Separation of organic and inorganic carbon – a method assessment.

Different methods are described in the literature, detailing the separation of organic and inorganic carbon in soil and sediment samples, so as to get accurate organic carbon concentration (C_org) and isotope (δ¹³C_org) data. Most of these methods use either hydrochloric or sulphurous acid to oxidise carbonates to CO₂, leaving organic carbon behind for analyses. The literature consensus is that acidification methods can cause significant offsets in the C/N ratio, the δ¹³C and δ¹⁵N ratios of treated natural samples. In this study we present data from two acidification methods, and one thermogravimetric method, and assess their impact on isotopic measurements. Rather than using natural samples we produce synthetic samples made of carbonates, mixed with different organic compounds in a matrix of sea sand to better understand the impact of the pre-treatment methods on different types of organic materials.
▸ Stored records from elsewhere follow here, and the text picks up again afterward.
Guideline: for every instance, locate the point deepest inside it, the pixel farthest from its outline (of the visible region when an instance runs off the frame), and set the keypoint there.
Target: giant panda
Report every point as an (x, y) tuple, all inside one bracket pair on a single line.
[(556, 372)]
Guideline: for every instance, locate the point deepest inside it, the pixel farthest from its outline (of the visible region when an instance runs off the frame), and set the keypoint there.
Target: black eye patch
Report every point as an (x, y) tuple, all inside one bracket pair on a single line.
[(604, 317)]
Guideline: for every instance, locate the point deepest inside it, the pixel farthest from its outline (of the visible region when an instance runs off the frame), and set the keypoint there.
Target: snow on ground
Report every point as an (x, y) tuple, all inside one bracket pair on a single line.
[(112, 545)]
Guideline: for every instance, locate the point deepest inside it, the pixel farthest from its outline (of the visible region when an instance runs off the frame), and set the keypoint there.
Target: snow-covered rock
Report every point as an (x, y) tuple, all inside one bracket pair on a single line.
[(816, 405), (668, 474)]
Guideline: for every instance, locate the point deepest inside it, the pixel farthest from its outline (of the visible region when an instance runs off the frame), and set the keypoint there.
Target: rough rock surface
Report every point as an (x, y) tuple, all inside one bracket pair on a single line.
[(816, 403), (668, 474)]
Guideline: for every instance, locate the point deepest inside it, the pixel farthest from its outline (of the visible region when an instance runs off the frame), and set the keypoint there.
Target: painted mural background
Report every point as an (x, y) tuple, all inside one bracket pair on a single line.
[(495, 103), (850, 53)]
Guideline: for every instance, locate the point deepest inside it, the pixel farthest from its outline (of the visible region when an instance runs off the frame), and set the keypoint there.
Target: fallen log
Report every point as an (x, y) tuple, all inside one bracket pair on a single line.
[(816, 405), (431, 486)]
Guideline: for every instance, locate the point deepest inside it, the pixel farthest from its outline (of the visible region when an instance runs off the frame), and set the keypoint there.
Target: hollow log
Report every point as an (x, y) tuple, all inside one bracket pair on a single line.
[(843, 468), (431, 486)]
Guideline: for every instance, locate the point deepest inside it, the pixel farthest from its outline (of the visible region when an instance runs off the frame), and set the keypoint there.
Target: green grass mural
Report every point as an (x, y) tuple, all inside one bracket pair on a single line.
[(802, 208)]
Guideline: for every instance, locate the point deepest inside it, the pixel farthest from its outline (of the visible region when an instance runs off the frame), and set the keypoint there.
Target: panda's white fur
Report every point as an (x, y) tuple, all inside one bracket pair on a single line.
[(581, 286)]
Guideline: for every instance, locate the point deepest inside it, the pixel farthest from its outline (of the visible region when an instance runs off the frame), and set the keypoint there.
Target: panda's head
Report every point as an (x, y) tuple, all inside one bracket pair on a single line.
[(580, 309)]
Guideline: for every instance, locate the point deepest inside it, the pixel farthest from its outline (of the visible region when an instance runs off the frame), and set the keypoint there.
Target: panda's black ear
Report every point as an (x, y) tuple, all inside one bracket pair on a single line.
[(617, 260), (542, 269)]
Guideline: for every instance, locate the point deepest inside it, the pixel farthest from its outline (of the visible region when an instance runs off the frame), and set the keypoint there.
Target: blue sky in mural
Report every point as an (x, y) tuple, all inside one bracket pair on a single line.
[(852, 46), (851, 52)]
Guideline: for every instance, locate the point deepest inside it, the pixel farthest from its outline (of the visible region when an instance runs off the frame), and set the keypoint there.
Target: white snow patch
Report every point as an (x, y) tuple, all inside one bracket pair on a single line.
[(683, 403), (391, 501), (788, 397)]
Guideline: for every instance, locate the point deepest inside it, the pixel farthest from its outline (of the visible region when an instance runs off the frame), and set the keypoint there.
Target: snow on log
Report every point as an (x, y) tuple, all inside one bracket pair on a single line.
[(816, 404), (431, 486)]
Among the organic compounds are those that can be found in soil samples, such as glucose, lignin, humic acid, but we also use in-house isotope standards such as caffeine.  We show that the thermogravimetric method is not suitable for our synthetic samples as some of the organics seem to be charred, rather than oxidised to CO₂. Nitrogen bearing compounds show the largest isotope offset between acid treated and non-acid treated samples, and surprisingly the acidification treatments have the smallest effect on the carbon isotopic composition of large organic molecules such as lignin and humic acid.